For now, I’m managing to block the bunker’s sensors from picking up our psychic energy.”
Energy that flowed from him to Sarah, then back to him,
the circuit never ending. Through their link came the sensation of Richard’s lips caressing her cheek, her temple, her mouth. Sarah kissed him back, absorbing his grief and anger over Jeff. His concern for the council’s hasty plans to attack the center complex.
“You came back to me.” His mind stroked hers. “When I couldn’t feel you after the dream matrix dissolved, I thought I’d lost you.”
“For a while.” The tears Sarah had been holding back flooded their link. “A part of me wanted to stay lost between the dream and here. To hide again.”
“I know, love,” he said. His understanding and hearing him say “love” healed her as nothing else could. “I’m so sorry I couldn’t protect you from—”
“The truth?”
She needed him to tell her it had all been just a horrible nightmare. But she knew he couldn’t. And she couldn’t let him.
“My child’s been taught to kill, just like I was.” Sarah’s mind sank deeper into the fantasy of her head nestled in the crook of Richard’s shoulder.
“But you’re not a killer, Sarah.” The warmth of his voice, his breath on her cheek, made her long to be lying naked in his arms beneath forest moonlight.
“I was going to kill Jeff,” she said, “once he’d made the decision to shoot Trinity.”
“He put us all at risk. He lost his perspective on what our order was created to do. He—”
“He was your second-in-command. Your best friend is dead because of me. You killed him to save my daughter.”
“Stopping him and the threat he’d become to the psychic realm was my job.” Richard’s conviction that he’d done the right thing was as real and as heartbreaking as his acceptance of
his parents’ deaths. “Your family is the Brotherhood’s future, you and other powerful legacies we need to join us. The council may not be able to control you, but they can’t stop the center without you. They’ll grow to trust you once they know the whole story.”
“They’ve neutralized my mind. At least they tried to. They don’t want my help.”
“They don’t have a choice. Give them time to realize that. Because of you, they know who Trinity is and how she’s being used against us.”
“Because I failed to control the dream while she attacked our team.”
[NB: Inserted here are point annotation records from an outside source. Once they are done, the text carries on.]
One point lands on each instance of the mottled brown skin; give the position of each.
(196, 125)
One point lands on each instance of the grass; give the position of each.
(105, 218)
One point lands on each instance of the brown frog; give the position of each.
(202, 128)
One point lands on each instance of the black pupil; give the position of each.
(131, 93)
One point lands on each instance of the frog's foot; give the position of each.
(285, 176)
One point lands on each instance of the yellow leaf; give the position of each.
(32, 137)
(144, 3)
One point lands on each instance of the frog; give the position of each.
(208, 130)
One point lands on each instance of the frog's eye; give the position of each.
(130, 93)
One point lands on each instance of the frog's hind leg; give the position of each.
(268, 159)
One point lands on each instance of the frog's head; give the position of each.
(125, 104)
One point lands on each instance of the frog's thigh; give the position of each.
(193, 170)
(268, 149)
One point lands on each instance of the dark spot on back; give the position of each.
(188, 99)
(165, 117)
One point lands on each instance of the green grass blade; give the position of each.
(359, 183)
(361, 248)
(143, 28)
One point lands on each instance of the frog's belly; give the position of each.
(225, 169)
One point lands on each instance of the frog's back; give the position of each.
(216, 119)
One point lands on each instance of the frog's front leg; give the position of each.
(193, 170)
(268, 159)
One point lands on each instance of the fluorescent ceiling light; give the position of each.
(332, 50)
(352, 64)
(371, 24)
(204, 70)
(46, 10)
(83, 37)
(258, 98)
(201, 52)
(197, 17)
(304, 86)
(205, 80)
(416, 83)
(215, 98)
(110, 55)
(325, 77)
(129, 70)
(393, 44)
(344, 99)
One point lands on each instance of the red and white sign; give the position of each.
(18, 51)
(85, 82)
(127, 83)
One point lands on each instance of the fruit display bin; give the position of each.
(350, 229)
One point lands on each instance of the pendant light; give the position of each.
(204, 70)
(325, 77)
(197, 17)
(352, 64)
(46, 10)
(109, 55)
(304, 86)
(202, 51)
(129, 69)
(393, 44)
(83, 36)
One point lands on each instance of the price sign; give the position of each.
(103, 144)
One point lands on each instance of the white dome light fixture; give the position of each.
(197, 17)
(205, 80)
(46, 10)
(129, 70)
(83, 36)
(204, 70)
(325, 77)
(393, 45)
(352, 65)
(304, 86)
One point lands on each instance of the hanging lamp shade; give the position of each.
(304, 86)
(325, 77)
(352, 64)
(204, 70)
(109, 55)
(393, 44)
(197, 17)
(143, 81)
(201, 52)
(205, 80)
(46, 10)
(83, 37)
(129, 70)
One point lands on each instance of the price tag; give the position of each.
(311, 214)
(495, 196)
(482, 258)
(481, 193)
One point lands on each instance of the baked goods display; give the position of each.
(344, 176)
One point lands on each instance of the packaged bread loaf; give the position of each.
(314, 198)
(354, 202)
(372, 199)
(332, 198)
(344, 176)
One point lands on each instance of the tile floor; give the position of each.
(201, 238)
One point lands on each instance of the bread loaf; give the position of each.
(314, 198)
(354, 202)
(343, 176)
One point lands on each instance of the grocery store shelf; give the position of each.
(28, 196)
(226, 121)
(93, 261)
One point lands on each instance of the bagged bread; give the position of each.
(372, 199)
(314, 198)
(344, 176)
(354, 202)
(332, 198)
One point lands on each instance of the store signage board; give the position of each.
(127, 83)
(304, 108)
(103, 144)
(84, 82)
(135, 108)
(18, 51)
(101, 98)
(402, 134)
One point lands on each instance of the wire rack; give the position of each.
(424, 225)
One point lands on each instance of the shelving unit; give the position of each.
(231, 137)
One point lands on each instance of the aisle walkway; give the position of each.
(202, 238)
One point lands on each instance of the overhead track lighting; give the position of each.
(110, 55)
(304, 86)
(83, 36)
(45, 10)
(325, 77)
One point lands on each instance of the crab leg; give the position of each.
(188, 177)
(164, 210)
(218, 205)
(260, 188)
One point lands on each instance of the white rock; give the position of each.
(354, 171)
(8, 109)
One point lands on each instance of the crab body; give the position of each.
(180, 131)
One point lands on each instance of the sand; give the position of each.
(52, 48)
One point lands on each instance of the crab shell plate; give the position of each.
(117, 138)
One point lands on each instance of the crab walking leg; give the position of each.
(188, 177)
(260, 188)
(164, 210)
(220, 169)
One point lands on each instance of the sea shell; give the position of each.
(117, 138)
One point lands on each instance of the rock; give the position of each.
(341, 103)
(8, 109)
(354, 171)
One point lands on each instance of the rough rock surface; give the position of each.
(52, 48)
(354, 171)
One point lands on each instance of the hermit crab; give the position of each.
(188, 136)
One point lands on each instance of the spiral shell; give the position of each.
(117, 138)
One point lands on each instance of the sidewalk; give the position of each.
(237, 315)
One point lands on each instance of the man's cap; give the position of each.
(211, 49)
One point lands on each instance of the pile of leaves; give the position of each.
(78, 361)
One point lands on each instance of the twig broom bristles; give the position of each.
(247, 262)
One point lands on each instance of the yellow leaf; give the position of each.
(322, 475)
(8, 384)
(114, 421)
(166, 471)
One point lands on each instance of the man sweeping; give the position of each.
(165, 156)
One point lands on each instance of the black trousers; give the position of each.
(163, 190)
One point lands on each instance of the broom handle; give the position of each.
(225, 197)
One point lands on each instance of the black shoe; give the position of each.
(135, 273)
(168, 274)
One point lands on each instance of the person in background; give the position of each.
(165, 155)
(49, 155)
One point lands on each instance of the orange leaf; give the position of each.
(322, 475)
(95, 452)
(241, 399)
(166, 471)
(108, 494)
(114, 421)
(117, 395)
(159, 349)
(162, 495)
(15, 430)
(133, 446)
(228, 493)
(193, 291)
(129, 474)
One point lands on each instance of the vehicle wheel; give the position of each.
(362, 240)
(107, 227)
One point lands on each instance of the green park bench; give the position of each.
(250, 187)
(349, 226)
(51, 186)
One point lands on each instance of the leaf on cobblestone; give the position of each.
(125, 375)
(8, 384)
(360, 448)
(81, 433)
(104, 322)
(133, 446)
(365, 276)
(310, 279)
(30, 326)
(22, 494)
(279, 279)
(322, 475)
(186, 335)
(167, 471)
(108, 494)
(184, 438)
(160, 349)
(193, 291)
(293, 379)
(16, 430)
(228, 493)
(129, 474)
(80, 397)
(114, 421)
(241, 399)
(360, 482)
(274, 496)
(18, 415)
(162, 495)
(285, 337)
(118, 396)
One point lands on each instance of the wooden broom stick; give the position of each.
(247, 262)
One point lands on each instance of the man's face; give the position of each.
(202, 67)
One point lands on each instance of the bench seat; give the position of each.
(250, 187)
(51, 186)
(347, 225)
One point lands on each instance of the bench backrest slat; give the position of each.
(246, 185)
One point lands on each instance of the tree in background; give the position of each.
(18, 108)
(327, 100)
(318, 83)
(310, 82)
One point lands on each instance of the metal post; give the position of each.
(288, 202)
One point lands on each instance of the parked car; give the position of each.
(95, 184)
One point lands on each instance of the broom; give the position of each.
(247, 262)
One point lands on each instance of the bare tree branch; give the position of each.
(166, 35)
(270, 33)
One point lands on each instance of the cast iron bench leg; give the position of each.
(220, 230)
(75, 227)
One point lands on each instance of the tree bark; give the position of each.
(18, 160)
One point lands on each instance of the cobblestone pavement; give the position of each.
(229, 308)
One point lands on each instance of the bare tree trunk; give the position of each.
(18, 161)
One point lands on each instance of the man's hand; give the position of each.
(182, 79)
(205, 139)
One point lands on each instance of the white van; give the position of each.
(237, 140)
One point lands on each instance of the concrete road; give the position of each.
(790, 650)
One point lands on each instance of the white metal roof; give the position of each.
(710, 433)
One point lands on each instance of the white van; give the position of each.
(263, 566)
“Watchers aren’t perfect. Missions fail. But you’re still fighting. You found me. You’re unpredictable and flawed and dangerously powerful, just like your daughter. But you’ve become everything a Watcher should be, Sarah. You’re everything I’ve dreamed of.”
His kiss and his confidence feathered through their connection. Desire burst to life. It felt as if the sun had risen just beyond their closed eyes, the light growing brighter by the second, banishing the last remnants of a winter’s nightmare. Sarah clung to their link. He was Rick again in their stolen moment, and he would never abandon her.
She was still terrified of losing the amazing feeling of him in her mind. She was still afraid to believe in this kind of perfection when the Brotherhood and the center and even Trinity were doing everything they could to destroy the world Sarah finally wanted to live in. But she’d been right to seek him out, to trust him when she still wasn’t sure she could trust anything the council said or what they’d do next. There was nowhere else she wanted to be, she realized, except fighting by Richard’s side.
Within their shared consciousness, she inched away, breathing deeply.
“What do we do now?” She sent her awareness deeper, joining his mind and hers with the Brotherhood. “I can feel the council preparing for battle. Do they know what happened in the dream? An attack on the center complex may be exactly what Trinity’s handlers want. Do they know what she’s capable of if I can’t reach her again and get her to stop?”